1931 book by Charles Fort

Lo! is the third published nonfiction work of the author Charles Fort (first edition 1931). In it he details a wide range of unusual phenomena. In the final chapter of the book he proposes a new cosmology that the earth is stationary in space and surrounded by a solid shell which is "not unthinkably far away".

== Overview ==

Of Fort's four books, this volume deals most frequently and scathingly with astronomy (continuing from his previous book New Lands). The book also deals extensively with other subjects, including paranormal phenomena (see parapsychology), which were explored in his first book, The Book of the Damned.

In Lo!, Fort coined the now-popular term "teleportation". He also tied his previous statements on what he referred to as the Super-Sargasso Sea into his beliefs on teleportation. He would later expand this theory to include purported mental and psychic phenomena in his fourth and final book, Wild Talents.

It takes its derisive title from what he regarded as the tendency of astronomers to make positivistic, overly precise, and premature announcements of celestial events and discoveries. Fort portrays them as quack prophets, sententiously pointing towards the skies and saying "Lo!".

Lo! has been described as Fort's "most accessible, most readable book". It is divided into two sections: the first on the above phenomena; the second, on his attacks on the contemporary astronomy. The reason for this is that Fort had been working on a follow-up to The Book of the Damned, but he scrapped the idea and incorporated many of the subjects into this one.

Lo! is used extensively in Blue Balliett's book Chasing Vermeer.

==Part One: Teleportation==

Fort establishes his thesis for this particular book early on—that some sort of mysterious force, known as the "cosmic joker" (sic), is responsible for the teleportation of people, animals, and materials. This thesis would be revised later to accommodate Fort's research on psychic phenomena in Wild Talents.

Fort starts the book largely where he left off in The Book of the Damned: mysterious falls of animals and strange materials, flying stones, poltergeist activity, etc., and incorporates these strange phenomena into his new theory on teleportation, saying that teleportation from the Super-Sargasso Sea can explain these phenomena. Fort also briefly touches on UFOs again in this book, and writes extensively on a number of other topics which he claims can be explained by teleportation: cryptozoology and various out of place animals, animal mutilations and attacks on people, strange swarming of balls, the emergence of various strange people (the famous cases of Princess Caraboo and Kaspar Hauser), and the mysterious disappearances of others (including the diplomat Benjamin Bathurst, and vessels such as the Mary Celeste, Carroll A. Deering, and , presaging later interest in the Bermuda Triangle phenomenon). He writes a chapter on the winter of 1904–1905 in Britain, when a widespread religious revival in England and Wales coincided with numerous other strange occurrences: the appearances of ghosts, poltergeists, a few purported cases of Spontaneous Human Combustion, and a ravenous predator mutilating sheep and other farm animals in Northumberland.
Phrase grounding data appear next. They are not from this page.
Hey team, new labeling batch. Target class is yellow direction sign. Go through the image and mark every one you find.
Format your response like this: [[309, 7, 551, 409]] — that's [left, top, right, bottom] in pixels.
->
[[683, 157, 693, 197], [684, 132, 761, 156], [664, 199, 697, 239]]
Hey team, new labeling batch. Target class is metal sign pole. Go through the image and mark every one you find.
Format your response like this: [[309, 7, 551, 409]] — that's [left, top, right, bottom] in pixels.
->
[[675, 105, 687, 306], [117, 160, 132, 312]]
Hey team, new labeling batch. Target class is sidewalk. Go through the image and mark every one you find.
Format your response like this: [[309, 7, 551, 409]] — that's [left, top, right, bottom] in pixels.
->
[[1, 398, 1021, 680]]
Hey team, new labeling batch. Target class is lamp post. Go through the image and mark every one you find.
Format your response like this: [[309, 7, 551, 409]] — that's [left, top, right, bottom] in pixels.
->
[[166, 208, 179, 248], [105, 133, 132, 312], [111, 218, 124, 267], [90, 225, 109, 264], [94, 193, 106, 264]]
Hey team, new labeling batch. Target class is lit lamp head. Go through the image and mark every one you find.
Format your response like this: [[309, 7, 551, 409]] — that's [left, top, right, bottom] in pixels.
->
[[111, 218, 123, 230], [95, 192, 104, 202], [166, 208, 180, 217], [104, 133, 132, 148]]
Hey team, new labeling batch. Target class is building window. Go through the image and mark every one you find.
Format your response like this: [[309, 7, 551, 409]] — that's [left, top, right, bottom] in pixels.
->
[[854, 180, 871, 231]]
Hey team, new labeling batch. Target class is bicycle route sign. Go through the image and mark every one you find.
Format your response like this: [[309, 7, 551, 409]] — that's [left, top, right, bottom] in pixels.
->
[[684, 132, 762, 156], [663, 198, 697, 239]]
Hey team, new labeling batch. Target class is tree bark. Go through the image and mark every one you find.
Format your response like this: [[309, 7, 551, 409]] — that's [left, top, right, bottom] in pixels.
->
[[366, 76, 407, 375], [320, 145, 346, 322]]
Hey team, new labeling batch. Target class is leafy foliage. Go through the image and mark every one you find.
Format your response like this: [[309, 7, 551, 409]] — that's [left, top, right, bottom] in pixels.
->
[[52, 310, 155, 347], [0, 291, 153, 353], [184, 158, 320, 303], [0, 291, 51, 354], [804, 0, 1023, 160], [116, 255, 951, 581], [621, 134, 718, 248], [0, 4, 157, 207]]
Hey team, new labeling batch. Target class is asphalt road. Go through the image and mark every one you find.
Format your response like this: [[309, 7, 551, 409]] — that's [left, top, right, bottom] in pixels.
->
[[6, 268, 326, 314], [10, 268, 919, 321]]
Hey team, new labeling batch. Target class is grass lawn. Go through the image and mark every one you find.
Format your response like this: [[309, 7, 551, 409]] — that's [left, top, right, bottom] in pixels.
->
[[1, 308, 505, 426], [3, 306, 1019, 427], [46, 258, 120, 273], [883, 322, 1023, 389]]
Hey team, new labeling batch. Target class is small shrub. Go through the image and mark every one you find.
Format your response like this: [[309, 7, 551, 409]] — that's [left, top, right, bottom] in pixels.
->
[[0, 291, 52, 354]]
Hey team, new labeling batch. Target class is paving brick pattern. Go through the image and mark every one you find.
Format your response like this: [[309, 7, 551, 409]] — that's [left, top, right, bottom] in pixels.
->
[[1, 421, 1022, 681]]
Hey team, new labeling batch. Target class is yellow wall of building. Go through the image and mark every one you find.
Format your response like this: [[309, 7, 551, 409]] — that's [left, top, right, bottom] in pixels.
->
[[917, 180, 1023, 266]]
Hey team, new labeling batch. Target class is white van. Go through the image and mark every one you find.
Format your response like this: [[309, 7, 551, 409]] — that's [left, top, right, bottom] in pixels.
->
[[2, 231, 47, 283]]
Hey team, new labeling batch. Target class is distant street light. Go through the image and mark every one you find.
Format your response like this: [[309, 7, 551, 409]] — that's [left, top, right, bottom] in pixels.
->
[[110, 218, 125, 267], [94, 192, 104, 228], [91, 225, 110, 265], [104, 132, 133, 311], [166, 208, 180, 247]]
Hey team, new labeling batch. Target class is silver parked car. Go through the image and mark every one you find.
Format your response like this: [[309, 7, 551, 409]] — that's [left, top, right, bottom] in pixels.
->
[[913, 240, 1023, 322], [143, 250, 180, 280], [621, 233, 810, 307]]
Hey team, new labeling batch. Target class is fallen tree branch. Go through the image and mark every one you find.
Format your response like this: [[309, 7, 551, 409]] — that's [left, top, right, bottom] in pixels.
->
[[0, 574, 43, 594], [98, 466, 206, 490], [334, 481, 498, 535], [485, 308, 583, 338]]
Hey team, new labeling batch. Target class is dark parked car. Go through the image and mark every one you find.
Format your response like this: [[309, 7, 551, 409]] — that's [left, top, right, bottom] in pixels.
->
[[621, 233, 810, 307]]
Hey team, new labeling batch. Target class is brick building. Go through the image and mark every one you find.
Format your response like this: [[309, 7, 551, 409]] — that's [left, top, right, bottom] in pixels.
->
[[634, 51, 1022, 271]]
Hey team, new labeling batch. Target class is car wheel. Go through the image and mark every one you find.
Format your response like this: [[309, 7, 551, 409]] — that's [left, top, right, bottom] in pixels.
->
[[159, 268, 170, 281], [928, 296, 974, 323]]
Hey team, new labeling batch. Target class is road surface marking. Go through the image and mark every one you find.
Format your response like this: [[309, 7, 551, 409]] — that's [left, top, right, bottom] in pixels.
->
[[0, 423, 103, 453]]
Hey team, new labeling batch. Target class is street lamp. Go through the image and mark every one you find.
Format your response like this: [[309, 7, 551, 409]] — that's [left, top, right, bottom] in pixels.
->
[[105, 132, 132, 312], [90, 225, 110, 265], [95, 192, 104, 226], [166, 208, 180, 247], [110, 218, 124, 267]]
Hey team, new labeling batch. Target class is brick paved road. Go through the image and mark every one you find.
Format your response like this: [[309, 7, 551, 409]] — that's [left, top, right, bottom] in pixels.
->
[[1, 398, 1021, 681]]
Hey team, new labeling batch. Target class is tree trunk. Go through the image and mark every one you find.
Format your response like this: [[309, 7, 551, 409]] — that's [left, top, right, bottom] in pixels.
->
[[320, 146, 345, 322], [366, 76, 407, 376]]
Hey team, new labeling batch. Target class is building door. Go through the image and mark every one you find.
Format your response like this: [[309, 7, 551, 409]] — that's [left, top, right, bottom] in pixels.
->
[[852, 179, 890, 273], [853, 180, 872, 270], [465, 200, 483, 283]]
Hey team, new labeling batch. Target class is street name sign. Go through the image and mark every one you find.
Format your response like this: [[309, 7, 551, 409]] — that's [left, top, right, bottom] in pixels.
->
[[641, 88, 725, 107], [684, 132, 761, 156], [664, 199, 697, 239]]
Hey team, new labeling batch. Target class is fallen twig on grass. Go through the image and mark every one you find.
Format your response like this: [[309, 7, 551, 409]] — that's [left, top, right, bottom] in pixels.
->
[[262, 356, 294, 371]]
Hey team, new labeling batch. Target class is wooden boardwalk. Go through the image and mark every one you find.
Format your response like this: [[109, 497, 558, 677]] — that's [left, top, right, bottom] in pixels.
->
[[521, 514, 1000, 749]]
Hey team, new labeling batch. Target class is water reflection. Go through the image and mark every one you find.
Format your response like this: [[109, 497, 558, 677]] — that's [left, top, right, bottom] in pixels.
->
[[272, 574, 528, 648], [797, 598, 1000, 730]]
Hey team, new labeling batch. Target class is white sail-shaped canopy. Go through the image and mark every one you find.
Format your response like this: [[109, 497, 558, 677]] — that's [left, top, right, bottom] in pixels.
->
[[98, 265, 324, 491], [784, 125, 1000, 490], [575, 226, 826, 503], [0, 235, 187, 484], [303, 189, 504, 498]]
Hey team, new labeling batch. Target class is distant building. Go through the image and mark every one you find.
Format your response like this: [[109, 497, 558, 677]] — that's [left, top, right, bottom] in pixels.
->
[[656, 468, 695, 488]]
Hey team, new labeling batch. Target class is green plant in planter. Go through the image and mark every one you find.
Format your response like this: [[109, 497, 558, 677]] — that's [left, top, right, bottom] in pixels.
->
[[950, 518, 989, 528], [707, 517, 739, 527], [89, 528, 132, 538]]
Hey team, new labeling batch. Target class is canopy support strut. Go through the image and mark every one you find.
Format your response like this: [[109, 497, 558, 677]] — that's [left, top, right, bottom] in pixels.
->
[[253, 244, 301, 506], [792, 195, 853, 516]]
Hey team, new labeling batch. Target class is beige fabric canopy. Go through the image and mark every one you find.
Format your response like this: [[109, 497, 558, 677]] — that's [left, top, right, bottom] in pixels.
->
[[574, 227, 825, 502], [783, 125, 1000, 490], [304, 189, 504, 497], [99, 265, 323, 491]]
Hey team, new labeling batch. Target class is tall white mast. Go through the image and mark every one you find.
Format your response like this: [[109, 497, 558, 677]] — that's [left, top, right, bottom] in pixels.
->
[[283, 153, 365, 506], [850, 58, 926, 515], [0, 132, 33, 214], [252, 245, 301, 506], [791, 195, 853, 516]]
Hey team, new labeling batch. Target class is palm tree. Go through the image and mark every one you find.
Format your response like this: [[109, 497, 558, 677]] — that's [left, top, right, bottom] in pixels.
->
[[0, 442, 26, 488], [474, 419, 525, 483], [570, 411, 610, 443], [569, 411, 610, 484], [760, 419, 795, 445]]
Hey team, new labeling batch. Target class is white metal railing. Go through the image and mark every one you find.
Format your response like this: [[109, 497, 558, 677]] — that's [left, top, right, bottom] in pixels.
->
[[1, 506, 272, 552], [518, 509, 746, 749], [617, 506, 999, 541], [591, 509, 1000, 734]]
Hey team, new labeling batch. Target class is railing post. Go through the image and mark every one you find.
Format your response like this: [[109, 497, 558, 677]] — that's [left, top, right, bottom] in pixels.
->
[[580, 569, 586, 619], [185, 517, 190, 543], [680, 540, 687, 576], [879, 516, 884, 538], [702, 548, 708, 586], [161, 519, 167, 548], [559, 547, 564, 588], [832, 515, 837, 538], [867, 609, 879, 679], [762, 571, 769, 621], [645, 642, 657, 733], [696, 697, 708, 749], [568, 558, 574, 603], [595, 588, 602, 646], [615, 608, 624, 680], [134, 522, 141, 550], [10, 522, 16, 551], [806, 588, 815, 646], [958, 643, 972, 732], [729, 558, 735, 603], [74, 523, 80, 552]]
Fort believed that all of these anomalous phenomena can be explained by his teleportation theory—though he later apparently retracts this theory to an extent in his final book, Wild Talents.

==Part Two: Astronomy ==

Fort was sceptical of Albert Einstein's theories of relativity and the claim that these could be confirmed by a transit of the Sun. He was sceptical of the accuracy of the mathematics and the observations involved, and pointed out seeming contradictions and anomalies in scientists' statements to the press.

== Publication ==
Lo! was published in February 1931. It received positive reviews in both the New York Times and the New York Herald Tribune and quickly went into a third printing.

== Availability ==
The book was re-released in a paperback version in the 1990s, and is also included in The Complete Works Of Charles Fort with Fort's other paranormal writings.